President of the African National Congress (ANC) Cyril Ramaphosa with Paul Mashatile (L) and spokesman Zizi Kodwa address the media at the Nasrec Expo Centre, where the 54th National Conference of the ruling party is taking place in Johannesburg, South Africa December 19, 2017. REUTERS/Rogan Ward
December 20, 2017
JOHANNESBURG (Reuters) – South Africa’s ruling African National Congress has adopted a resolution calling for the nationalization of the central bank and land expropriation without compensation, a senior party official said on Wednesday.
Any mention of nationalization in South Africa is enough to spook investors, since left-wing elements of the ANC have also called for mines and banks to be state-owned.
Similarly, land is an emotive issue two decades after the end of apartheid, and the ANC has been under pressure to redress racial disparities in land ownership.
Unlike most central banks in the world, the South African Reserve Bank has been privately owned since it was established in 1921. But its shareholders have no control over monetary policy, financial stability policy or banking regulation.

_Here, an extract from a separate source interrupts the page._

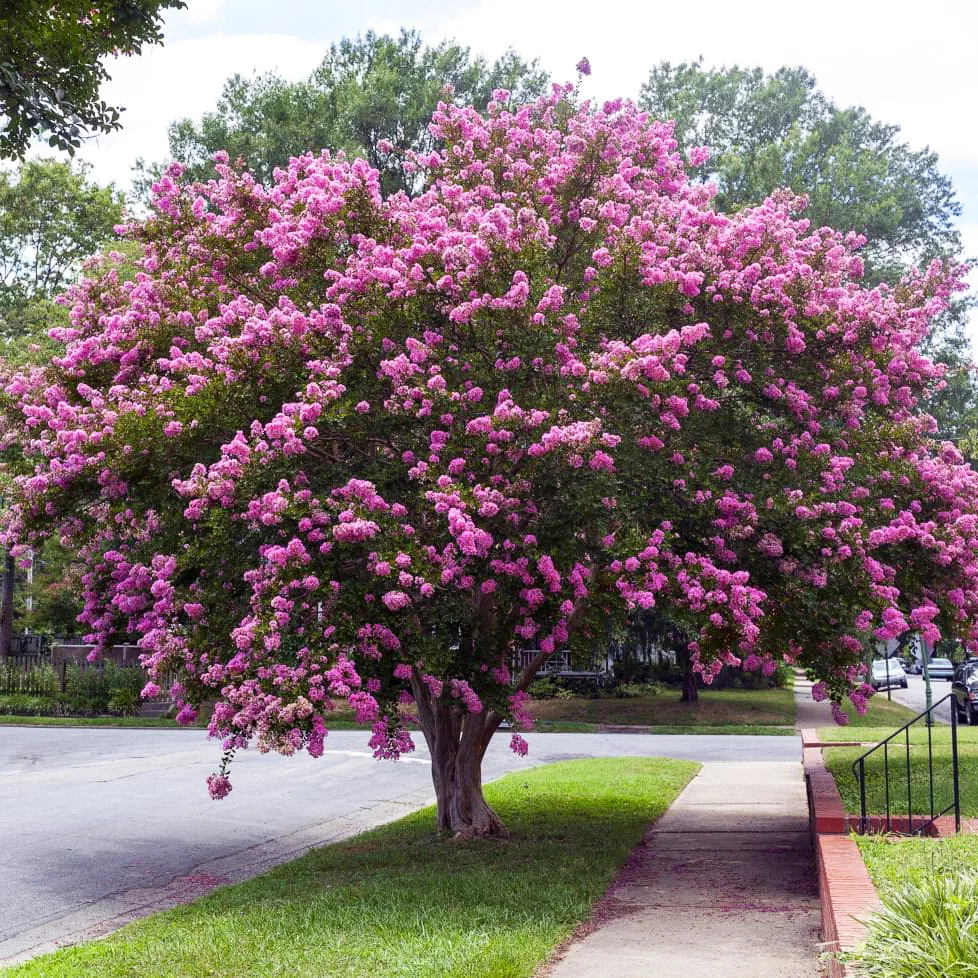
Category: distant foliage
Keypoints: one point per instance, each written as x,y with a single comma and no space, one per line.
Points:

Following a meeting of party delegates, the head of the ANC’s economic transformation committee, Enoch Godongwana, told reporters the ownership of the South African Reserve Bank would not affect its independence.
He said the party had also agreed to initiate amendments to the constitution to achieve land expropriation without compensation, but gave no timeline. He said there would be no illegal occupation of land.
Following the proposal made in July by the ANC at a policy conference to nationalize the bank’s shareholding, South Africa’s Reserve Bank said that changing its shareholding would not affect its mandate, because that mandate is derived from the constitution.
Godongwana said no timeline had been laid down for the plan to acquire the central bank’s shares or for any directives to parliament to change the country’s laws to effect the change.
“No change in the constitution, no change in the Reserve Bank Act,” he said. “We’ve also said it’s not likely to have an impact at all because shareholders in the Reserve Bank do not affect monetary policy in any way.”